Pietermaritzburg Short Legged Sac Spider
- Conservation status: Least Concern (SANBI Red List)

Scientific classification
- Kingdom: Animalia
- Phylum: Arthropoda
- Subphylum: Chelicerata
- Class: Arachnida
- Order: Araneae
- Infraorder: Araneomorphae
- Family: Clubionidae
- Genus: Clubiona
- Species: C. sigillata
- Binomial name: Clubiona sigillata Lawrence, 1952

= Clubiona sigillata =

- Authority: Lawrence, 1952
- Conservation status: LC

Species of spider

Clubiona sigillata is a species of spider in the family Clubionidae.

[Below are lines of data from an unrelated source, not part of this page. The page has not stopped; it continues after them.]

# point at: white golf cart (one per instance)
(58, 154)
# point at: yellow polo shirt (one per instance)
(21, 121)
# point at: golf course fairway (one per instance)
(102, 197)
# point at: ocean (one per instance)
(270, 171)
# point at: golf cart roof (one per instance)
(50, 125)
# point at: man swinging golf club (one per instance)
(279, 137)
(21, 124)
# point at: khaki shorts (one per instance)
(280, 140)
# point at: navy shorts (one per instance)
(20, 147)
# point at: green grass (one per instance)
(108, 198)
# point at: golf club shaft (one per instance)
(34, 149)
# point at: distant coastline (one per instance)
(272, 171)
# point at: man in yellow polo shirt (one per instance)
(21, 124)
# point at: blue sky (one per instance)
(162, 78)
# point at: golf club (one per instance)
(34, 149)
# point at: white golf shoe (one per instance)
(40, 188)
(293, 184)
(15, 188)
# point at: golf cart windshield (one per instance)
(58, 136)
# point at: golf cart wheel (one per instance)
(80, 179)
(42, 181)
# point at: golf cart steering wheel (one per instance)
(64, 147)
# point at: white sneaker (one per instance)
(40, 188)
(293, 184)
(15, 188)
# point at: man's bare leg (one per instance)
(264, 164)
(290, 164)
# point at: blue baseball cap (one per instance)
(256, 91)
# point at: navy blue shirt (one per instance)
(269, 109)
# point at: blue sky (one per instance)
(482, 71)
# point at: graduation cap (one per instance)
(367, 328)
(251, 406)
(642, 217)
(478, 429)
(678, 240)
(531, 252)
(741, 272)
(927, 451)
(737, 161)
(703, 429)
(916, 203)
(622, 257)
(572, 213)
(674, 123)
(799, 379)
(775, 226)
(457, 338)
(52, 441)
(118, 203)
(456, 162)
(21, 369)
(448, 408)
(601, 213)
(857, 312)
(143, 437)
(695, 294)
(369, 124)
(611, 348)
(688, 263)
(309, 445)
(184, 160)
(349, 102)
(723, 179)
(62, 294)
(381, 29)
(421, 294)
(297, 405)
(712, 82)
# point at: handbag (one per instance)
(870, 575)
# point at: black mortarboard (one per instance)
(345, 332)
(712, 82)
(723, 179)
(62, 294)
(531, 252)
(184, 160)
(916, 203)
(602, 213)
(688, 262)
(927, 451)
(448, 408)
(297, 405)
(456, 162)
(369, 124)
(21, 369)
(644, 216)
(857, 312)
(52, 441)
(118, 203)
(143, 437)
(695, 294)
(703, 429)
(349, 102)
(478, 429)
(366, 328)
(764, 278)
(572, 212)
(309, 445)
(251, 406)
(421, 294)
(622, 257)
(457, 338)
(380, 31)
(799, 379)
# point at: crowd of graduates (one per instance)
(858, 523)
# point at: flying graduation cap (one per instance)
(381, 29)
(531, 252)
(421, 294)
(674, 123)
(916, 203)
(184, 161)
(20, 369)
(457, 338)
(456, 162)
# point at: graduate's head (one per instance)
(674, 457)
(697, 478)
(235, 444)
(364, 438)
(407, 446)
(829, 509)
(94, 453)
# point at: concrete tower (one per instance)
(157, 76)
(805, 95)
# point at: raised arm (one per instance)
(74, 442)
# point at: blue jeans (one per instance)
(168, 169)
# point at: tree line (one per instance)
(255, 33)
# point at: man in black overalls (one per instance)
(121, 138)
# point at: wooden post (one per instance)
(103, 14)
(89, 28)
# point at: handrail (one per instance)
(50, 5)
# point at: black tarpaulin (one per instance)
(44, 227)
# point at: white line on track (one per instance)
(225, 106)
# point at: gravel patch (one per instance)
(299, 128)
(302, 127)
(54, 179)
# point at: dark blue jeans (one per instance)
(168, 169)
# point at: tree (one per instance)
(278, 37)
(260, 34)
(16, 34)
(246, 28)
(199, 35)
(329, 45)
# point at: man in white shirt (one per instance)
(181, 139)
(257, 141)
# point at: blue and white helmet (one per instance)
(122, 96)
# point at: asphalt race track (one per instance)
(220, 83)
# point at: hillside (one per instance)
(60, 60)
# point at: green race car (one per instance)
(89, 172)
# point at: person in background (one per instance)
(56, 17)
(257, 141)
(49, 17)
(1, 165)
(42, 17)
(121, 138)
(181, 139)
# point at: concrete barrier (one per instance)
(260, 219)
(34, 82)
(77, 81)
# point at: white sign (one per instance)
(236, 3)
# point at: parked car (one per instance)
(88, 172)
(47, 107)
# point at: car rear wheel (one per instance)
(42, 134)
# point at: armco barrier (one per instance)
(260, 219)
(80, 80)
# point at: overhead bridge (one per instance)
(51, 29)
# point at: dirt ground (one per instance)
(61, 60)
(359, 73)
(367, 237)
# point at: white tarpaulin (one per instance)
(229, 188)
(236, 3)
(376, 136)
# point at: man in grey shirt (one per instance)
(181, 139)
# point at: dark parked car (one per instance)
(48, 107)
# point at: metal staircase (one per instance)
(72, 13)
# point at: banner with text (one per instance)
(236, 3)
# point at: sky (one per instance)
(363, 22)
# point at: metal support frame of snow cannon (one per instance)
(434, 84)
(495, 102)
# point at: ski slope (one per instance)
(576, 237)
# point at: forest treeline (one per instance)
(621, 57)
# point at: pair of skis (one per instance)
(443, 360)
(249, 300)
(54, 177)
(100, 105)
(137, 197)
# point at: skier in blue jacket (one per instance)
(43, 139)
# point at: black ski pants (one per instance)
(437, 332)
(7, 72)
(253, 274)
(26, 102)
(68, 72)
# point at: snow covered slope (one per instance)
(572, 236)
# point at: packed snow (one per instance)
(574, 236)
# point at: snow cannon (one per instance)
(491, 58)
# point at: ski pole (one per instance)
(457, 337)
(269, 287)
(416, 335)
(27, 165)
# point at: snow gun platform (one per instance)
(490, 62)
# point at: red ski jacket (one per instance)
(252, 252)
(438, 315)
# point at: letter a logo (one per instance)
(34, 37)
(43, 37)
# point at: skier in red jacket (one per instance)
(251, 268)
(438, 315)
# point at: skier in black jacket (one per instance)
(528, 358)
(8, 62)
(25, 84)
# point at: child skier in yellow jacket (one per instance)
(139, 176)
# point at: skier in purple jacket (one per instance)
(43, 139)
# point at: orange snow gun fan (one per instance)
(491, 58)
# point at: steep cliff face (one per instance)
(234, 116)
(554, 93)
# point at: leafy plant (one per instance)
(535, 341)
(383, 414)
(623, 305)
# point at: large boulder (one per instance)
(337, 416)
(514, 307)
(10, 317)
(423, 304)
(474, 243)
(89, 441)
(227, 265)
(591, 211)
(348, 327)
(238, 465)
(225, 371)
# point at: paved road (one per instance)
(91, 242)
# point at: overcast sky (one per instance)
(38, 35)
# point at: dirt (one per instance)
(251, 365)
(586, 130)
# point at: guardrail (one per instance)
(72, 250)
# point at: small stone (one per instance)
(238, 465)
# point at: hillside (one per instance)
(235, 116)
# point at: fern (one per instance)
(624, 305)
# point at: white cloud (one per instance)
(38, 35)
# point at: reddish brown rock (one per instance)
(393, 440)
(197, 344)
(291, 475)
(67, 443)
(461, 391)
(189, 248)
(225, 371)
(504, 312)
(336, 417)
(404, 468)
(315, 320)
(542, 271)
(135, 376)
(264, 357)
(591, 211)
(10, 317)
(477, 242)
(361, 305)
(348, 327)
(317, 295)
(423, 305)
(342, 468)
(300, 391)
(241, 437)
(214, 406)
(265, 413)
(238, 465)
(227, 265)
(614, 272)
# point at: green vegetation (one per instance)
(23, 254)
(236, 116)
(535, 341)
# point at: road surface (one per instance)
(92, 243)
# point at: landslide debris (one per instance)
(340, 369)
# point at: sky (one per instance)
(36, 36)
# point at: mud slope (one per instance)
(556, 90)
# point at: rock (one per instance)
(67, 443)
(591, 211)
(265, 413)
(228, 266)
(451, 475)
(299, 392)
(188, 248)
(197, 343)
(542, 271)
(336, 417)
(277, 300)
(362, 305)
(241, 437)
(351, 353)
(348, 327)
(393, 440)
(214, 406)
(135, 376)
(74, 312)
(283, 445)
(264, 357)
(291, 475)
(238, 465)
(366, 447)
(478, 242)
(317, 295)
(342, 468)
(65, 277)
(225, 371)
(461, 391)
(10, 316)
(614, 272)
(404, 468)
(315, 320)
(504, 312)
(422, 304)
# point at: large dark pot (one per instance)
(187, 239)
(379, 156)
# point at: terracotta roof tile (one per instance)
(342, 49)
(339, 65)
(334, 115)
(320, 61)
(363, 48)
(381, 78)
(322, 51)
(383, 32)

It is endemic to South Africa, originally described from Pietermaritzburg.

==Distribution==
Clubiona sigillata is known from three provinces in South Africa at elevations ranging from 33 to 1706 m. It has been recorded from the Eastern Cape, Gauteng, and KwaZulu-Natal.

==Habitat==
The species is a free-living plant dweller found in the Forest, Grassland, Nama Karoo, Savanna and Thicket biomes. It inhabits diverse vegetation types across its range.

==Conservation==
The species is listed as Least Concern. Although threatened by habitat loss due to urbanization and agricultural activities in parts of its range and known only from males, it has a wide geographical range. It is protected in Cwebe Nature Reserve, Mountain Zebra National Park and Klipriviersberg Nature Reserve.